Y eso que ese hombre quizás pueda querer a una mujer fea, porque él no es lo que
eres tú físicamente ni lo que eres como refinamiento de espíritu. No hay quién me
convenza hoy a mí de que puede quererme. Sólo un idiota. Dime la verdad.
¿Tan grande es la ceguera que tú mismo te has dado que nunca has pensado en lo que
puede resultar de nuestro encuentro? Dime la verdad: ¿no te ha atormentado este
pensamiento como me atormenta a mí? ¿Serás capaz, te dejará la bondad ser honrado
para no tocarme, para no decirme una palabra más de cariño, después del desengaño?
Perdóname, pero yo no te creo capaz de esta generosidad, por lo mismo que tú ya
conoces de antemano el efecto que hará en mí. No discutamos los modos de amarnos;
hablemos de esto que es lo inmediato y lo esencial: Tú ¿me querrás fea? Tú ¿me
querrás antipática? Tú ¿me querrás como soy? Te lo pregunto y veo luego que no
puedes contestarme. Como un niño me hablas, con toda la ingenuidad de un niño y me
dirás: Sí. Te siento niño en muchas cosas y eso me acrece más la ternura. Mi niño, así
te he dicho hoy todo el día y me ha sabido a más amor la palabra que otras. Esta
ternura mía es cosa bien extraña. No fui nunca así para nadie. El amor es otra cosa
que esta ternura. El amor es más pasional y lo exaltan imaginaciones sensuales. Me
exaltan a mí sobre todo tus palabras doloridas y tiernas “desviadas un poco del ardor
carnal”. Quizás tu mirada me conmueva más que abrazo; quizás me dé tu mirar la
embriaguez que los demás arrancan de caricias más íntimas. ¡Niño mío! Yo no sé si mis
manos han olvidado o no han sabido nunca acariciar; yo no sé si todo lo que te tengo
aquí adentro se hará signo material cuando esté contigo, si te besaré hasta fatigarme
la boca, como lo deseo, si te miraré hasta morirme de amor, como te miro en la
imaginación. No sé si ese miedo del ridículo que mata en mí muchas acciones bellas y
que me apaga muchas palabras de cariño que tú no ves escritas, me dejará quietas las
manos y la boca y gris la mirada ese día. ¡Ese día! Si voy a sufrir mucho ¿no será
preferible evitarlo? Pero es necesario. Te prometo procurar que estemos solos.
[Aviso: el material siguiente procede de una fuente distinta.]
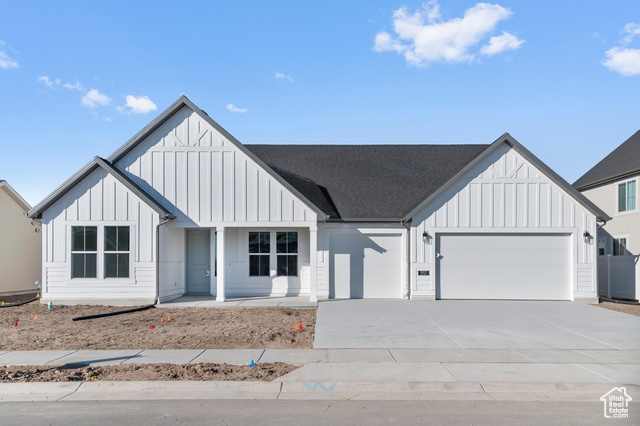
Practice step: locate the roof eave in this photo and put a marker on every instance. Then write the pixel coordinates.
(184, 101)
(365, 219)
(14, 194)
(526, 154)
(36, 212)
(608, 180)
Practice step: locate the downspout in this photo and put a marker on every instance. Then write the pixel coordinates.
(167, 220)
(407, 225)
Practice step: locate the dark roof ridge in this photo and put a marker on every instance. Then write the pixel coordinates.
(623, 161)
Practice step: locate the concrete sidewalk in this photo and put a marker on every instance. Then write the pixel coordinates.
(312, 356)
(332, 374)
(174, 390)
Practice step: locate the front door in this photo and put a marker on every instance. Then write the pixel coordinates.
(198, 261)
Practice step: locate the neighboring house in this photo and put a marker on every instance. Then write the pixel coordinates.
(612, 185)
(184, 207)
(20, 243)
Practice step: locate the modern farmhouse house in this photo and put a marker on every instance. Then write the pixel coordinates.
(184, 207)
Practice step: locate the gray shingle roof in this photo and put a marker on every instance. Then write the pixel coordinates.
(366, 181)
(624, 160)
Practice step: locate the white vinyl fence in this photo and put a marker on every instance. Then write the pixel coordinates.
(619, 277)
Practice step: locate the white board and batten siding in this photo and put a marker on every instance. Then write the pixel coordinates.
(98, 200)
(506, 197)
(361, 261)
(207, 180)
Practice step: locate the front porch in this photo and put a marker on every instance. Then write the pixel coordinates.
(209, 301)
(262, 265)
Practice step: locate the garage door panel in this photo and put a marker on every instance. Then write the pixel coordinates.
(364, 266)
(504, 266)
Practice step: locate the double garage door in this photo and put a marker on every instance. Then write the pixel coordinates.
(503, 266)
(468, 266)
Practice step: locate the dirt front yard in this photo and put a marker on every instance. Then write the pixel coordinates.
(34, 327)
(145, 372)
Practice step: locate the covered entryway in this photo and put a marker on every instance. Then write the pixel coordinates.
(504, 266)
(198, 261)
(365, 266)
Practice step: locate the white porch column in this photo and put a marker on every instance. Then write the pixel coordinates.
(313, 263)
(212, 261)
(220, 263)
Sería padecer más si fuera delante de otros. No te escribo más, aunque quisiera seguir.
¿Por qué? Porque esta carta me ha hecho sufrir más que otra alguna. Es terrible esta
situación. ¿Serás capaz de quererme después de haberme visto? Como un heroísmo
tal vez. Pero yo no admitiría heroísmos de esa especie.